For the founders of scientific socialism, the only way to resolve the contradiction was to transform these means of production into collective property. This implies a political and social revolution, in the course of which, “the proletariat seizes the public power, and by means of this transforms the socialized means of production, slipping from the hands of the bourgeoisie, into public property.” The proletarian revolution therefore makes possible “socialized production upon a predetermined plan.… In proportion as anarchy in social production vanishes, the political authority of the State dies out. Man, at last the master of his own form of social organization, becomes at the same time the lord over Nature, his own master—free.”
The freedom that Engels evokes is that of no longer being enslaved by alienating labor that one is forced to endure, nor by unemployment or forced idleness, nor by hunger or poverty. Producing “socially, upon a predetermined plan” is the only way to satisfy the needs of everyone without destroying humans and nature, without draining natural resources, all while putting to use the best of technology, including robots. This means allowing each human being to make their contribution to the functioning of society, all while reducing the time spent on these tasks to a minimum. It means allowing humanity as a whole to collectively decide which tasks it can delegate to machines or robots, and which tasks humans should continue to carry out, such as those of caring for the most vulnerable parts of the population. Contrary to the prejudices espoused by certain environmentalist or anti-growth circles, who are opposed to robotization out of a rejection of technology, the founders of scientific socialism were not focused on increasing production at all costs.
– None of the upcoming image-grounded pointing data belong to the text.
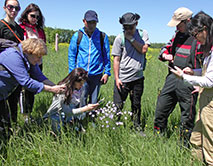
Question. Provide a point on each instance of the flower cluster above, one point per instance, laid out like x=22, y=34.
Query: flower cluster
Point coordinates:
x=109, y=117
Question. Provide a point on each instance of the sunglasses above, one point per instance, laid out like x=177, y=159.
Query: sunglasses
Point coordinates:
x=11, y=7
x=195, y=33
x=34, y=16
x=129, y=27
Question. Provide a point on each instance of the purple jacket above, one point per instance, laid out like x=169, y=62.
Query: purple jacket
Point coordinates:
x=17, y=72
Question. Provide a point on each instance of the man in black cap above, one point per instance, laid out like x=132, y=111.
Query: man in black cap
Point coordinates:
x=129, y=49
x=89, y=49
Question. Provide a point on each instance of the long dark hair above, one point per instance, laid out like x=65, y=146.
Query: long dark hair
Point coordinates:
x=31, y=8
x=77, y=75
x=202, y=21
x=5, y=2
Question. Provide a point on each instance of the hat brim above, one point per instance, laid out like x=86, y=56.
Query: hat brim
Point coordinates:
x=91, y=19
x=173, y=23
x=129, y=23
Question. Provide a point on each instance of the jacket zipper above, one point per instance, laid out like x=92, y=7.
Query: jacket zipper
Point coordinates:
x=89, y=53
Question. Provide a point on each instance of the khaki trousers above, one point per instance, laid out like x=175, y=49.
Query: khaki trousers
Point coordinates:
x=202, y=135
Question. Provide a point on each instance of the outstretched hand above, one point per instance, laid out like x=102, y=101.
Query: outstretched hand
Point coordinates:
x=177, y=71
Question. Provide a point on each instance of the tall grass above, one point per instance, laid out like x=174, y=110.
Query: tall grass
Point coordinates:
x=34, y=145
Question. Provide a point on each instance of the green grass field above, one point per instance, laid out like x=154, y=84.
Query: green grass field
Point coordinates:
x=34, y=145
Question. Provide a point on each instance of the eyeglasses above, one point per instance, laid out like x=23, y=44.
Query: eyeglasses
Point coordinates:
x=128, y=27
x=34, y=16
x=11, y=7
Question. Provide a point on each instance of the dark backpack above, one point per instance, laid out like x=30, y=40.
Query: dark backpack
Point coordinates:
x=80, y=35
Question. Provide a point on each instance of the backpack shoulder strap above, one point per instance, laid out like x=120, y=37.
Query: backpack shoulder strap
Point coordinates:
x=80, y=35
x=122, y=39
x=11, y=30
x=140, y=31
x=193, y=53
x=102, y=37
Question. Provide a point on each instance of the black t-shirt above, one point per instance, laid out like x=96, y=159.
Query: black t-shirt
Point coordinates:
x=6, y=33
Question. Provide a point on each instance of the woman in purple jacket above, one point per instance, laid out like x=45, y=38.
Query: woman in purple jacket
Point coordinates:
x=15, y=65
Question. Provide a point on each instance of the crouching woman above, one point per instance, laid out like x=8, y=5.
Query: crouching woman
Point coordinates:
x=16, y=63
x=65, y=108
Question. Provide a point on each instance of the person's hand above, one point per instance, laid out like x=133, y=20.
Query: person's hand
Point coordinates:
x=91, y=107
x=177, y=71
x=168, y=57
x=104, y=78
x=188, y=70
x=119, y=84
x=196, y=89
x=58, y=88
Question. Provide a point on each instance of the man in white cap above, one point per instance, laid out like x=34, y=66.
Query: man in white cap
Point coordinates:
x=181, y=51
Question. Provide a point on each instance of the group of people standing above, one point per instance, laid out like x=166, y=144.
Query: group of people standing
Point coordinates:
x=188, y=52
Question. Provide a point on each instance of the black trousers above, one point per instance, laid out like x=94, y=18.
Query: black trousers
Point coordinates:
x=29, y=98
x=13, y=103
x=4, y=120
x=135, y=89
x=176, y=91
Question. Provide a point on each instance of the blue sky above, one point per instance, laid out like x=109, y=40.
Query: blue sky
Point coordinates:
x=155, y=14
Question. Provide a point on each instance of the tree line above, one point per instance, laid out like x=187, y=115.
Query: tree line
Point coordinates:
x=66, y=34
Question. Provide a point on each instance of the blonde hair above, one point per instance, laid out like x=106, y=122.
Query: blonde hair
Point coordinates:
x=33, y=46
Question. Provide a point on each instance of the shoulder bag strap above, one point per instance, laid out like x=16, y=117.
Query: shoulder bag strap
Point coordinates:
x=11, y=30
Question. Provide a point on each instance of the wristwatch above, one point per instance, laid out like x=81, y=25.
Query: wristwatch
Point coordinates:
x=132, y=39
The future is to divide the socially necessary labor among everyone, so as to reduce it to a minimum level and to allow each human being, no matter their age or abilities, to find their place in this process. As Marx formulated in Capital: “Freedom in this field can only consist in socialized man, the associated producers, rationally regulating their interchange with Nature, bringing it under their common control, instead of being ruled by it as by the blind forces of Nature; and achieving this with the least expenditure of energy and under conditions most favorable to, and worthy of, their human nature.”
This division of labor which is necessary to the functioning of society stands in contrast with the anarchy and the law of the jungle that govern all social relations in capitalist society. However, for Marx, we are still far from the “realm of freedom.” He continues: “But it nonetheless still remains a realm of necessity. Beyond it begins that development of human energy which is an end in itself, the true realm of freedom, which, however, can blossom forth only with this realm of necessity as its basis. The shortening of the working-day is its basic prerequisite.”
The development of productive forces, the automation and robotization of multiple tasks, whether these are tiresome for humans or better accomplished by robots, such as certain delicate surgical operations, already make it possible to shorten the workday. But none of this can be put into practice unless control over the means of production as a whole is taken out of the hands of the ruling bourgeoisie.